In the measure theory lecture, we defined a measure-theoretic content as follows:
$ \mu: \mathscr{C} \rightarrow [0,\infty]$
with the property being additive on disjoint sets and that the empty set goes to 0 with $\mathscr{C}$ being a set-theoretic ring.
We had a theorem when a content is a premeasure (sigma-additive content) and saw following implications:
$ (1) \Rightarrow ( (2) \Leftrightarrow (3))$
with
$(1)$ For $A_n \searrow A$ with $A, A_n \in \mathscr{C}$ for all $n$: $\lim\limits_{n \to \infty}\mu(A_n)=\mu(A)$ "Continuity from above"
$(2)$ For $A_n \nearrow A$ with $A, A_n \in \mathscr{C}$ for all $n$: $\lim\limits_{n \to \infty}\mu(A_n)=\mu(A)$ "Continuity from below"

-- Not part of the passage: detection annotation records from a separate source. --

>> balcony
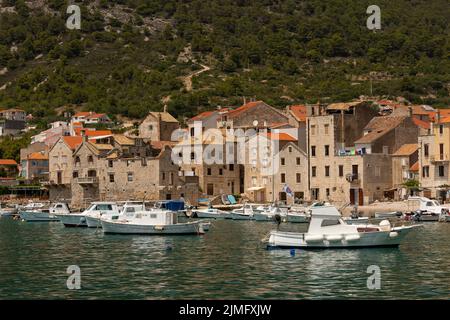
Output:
[76,177,98,184]
[345,173,359,183]
[430,154,450,163]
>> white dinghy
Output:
[19,202,70,222]
[100,209,205,235]
[267,206,418,249]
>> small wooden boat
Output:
[101,209,205,235]
[267,206,420,249]
[19,202,70,222]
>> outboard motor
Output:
[273,213,281,230]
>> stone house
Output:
[139,108,180,141]
[67,136,198,207]
[419,117,450,200]
[307,101,392,204]
[245,133,308,204]
[217,101,289,129]
[47,136,83,201]
[392,143,419,200]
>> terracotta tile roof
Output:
[266,132,297,141]
[355,116,407,143]
[74,128,112,137]
[228,101,265,118]
[270,122,292,129]
[62,136,83,150]
[149,112,178,122]
[113,134,134,146]
[150,141,177,150]
[289,105,306,122]
[0,159,17,166]
[188,111,215,122]
[393,143,419,156]
[409,161,419,171]
[27,152,48,160]
[327,101,363,111]
[439,117,450,123]
[73,111,91,117]
[412,117,430,129]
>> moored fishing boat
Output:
[101,209,205,235]
[0,203,18,217]
[192,208,230,219]
[267,206,418,249]
[84,202,121,228]
[230,203,261,220]
[19,202,70,222]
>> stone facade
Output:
[139,112,180,141]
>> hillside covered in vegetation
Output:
[0,0,450,119]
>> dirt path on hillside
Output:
[182,64,211,92]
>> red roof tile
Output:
[0,159,17,166]
[63,136,83,150]
[289,105,306,122]
[266,132,297,141]
[409,161,419,171]
[412,117,430,129]
[189,111,214,121]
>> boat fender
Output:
[345,234,361,241]
[325,234,342,241]
[305,234,323,242]
[389,231,398,238]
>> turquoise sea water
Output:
[0,218,450,299]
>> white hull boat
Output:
[267,206,418,249]
[286,212,309,223]
[19,203,70,222]
[375,211,402,219]
[56,213,87,228]
[101,210,205,235]
[192,208,229,219]
[342,217,369,224]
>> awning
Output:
[247,187,266,191]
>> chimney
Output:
[80,129,88,142]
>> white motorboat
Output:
[375,211,402,219]
[286,210,310,223]
[0,203,18,217]
[267,206,419,249]
[19,202,70,222]
[84,202,121,228]
[342,217,369,224]
[100,209,209,235]
[231,203,261,220]
[253,205,287,221]
[192,208,230,219]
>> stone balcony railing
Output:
[76,177,98,184]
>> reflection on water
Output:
[0,218,450,299]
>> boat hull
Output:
[56,213,87,228]
[253,213,274,221]
[286,214,309,223]
[101,220,204,235]
[86,216,102,228]
[231,213,255,220]
[19,211,59,222]
[267,227,413,249]
[344,218,369,224]
[195,211,226,219]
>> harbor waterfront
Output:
[0,218,450,299]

$(3)$ $\mu$ is premeasure.
I do understand the argumentation of this proposition. My observation here was that it is not such a big contraint to approximate a set from below. Approximating it from the top is not that easily performed.
Now at the end of the lecture, we had a look inner and outer regular measures. I know that we are now dealing with measures, those are defined on a $\sigma$-Algebra $\mathscr{A}$ instead of a ring. The definitions were as follows:
Inner regular: For all $A \in \mathscr{A}$
$\mu (A) = \sup \{ \mu (F) | F \subseteq A, F \mbox{ compact and measurable} \}$
Outer regular: For all $A \in \mathscr{A}$
$\mu (A) = \inf \{ \mu (G) | G \supseteq A, G \mbox{ open and measurable} \}$
I understand that those two things are something different. Especially that for regular measures, we work with a Hausdorff-space and with a Borel-$\sigma$-Algebra having special topological separation properties. There are examples of inner- but not outer-regular measures and vice versa.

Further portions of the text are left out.